Opinion - Briggs - Supp.529

Many subsequent cases have followed and confirmed the right of Negroes to be treated as equals in all jury and grand jury service in the states.

The Supreme Court has stricken down from time to time statutes providing for imprisonment for violation of contracts. These are known as peonage cases and were in regard to statutes primarily aimed at keeping the Negro 'in his place'.5

In the field of transportation the court has now, in effect declared that common carriers engaged in interstate travel must not and cannot segregate and discriminate against passengers by reason of their race or color.6

Frequent and repeated instances of prejudice in criminal cases because of the brutal treatment of defendants because of their color have been passed upon in a large number of cases.7

Discrimination by segregation of housing facilities and attempts to control the same by covenants have also been outlawed.8

In the field of labor employment and particularly the relation of labor unions to the racial problem, discrimination has again been forbidden.9

Perhaps the most serious battle for equality or rights has been in the field of exercise of suffrage. For years, certain of the southern states have attempted to prevent the Negro from taking part in elections by various devices. It is unnecessary to enumerate the long list of cases, but from time to time courts have stricken down all of these various devices classed as the 'grandfather clause', educational tests and white private clubs.10

The foregoing are but a few brief reference to some of the major landmarks in the fight by Negroes for equality. We now come to the more specific question, namely, the field of education. The question of the right of the state to practice segregation by race in certain educational facilities has only recently been tested in the courts. The cases of Missouri ex rel. Gaines v. Canada, 305 U.S. 337, 59 S.Ct. 232, 83 L.Ed. 208 and Sipuel v. Board of Regents, 332 U.S. 631, 68 S.Ct. 299, 92 L.Ed. 247, decided that Negroes were entitled to the same type of legal education that whites were given. It was further decided that the equal facilities must be furnished without delay or as was said in the Sipul case, the state must provide for equality of education for Negroes 'as soon as it does for applicants of any other group'. But still we have not reached the exact question that is posed in the instant case.

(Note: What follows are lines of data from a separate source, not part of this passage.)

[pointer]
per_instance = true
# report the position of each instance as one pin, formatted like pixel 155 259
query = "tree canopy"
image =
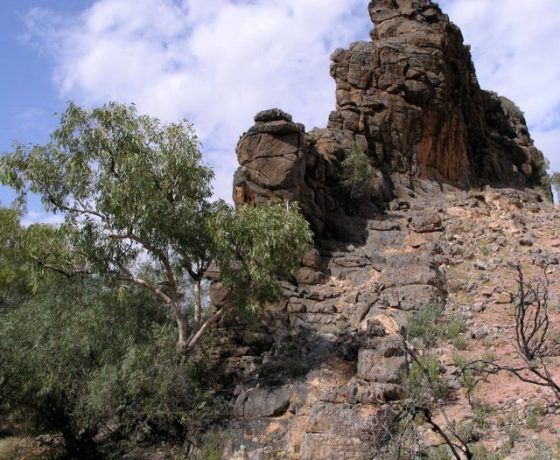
pixel 134 190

We now come to the cases that, in my opinion, definitely and conclusively establish the doctrine that separation and segregation according to race is a violation of the Fourteenth Amendment. I, of course, refer to the cases of Sweatt v. Painter, 339 U.S. 629, 70 S,Ct. 848, 94 L.Ed. 1114, and McLaurin v. Oklahoma State Regents, 339 U.S. 637, 70 S.Ct. 851, 94 L.Ed. 1149. These cases have been followed in a number of lower court decisions so that there is no longer any question as to the rights of Negroes to enjoy all the rights and facilities afforded by the law schools of the States of Virginia, Louisiana, Delaware, North Carolina and Kentucky. So there is no longer any basis for a state to claim the power to separate according to race in graduate schools, universities and colleges.

The real rock on which the defendants base their case is a decision of the Supreme Court of the United States in the case of Plessy v. Ferguson, 163 U.S. 537, 16 S.Ct. 1138, 41 L.Ed. 256. This case arose in Louisiana and was heard on appeal in 1895. The case related to the power of the State of Louisiana to require separate railroad cars for white and colored passengers and the Court sustained the State's action. Much discussion has followed this case and the reasoning and decision has been severely criticized for many years. And the famous dissenting opinion by Mr. Justice Harlan has been quoted throughout the years as a true declaration of the meaning of the Fourteenth Amendment and of the spirit of the American Constitution and the American way of life. It has also been frequently pointed out that when that decision was made, practically all the persons of the colored or Negro race had either been born slaves or were the children of slaves and that as yet due to their circumstances and surroundings and the condition in which they had been kept by their former masters, they were hardly looked upon as equals or as American citizens. The reasoning of the prevailing opinion in the Plessy case stems almost completely from a decision by Chief Justice Shaw of Massachusetts11, which decision was made many years before the Civil War and when, of course, the Fourteenth Amendment had not even been dreamed of.

But these arguments are beside the point in the present case. And we are not called upon to argue or discuss the validity of the Plessy case.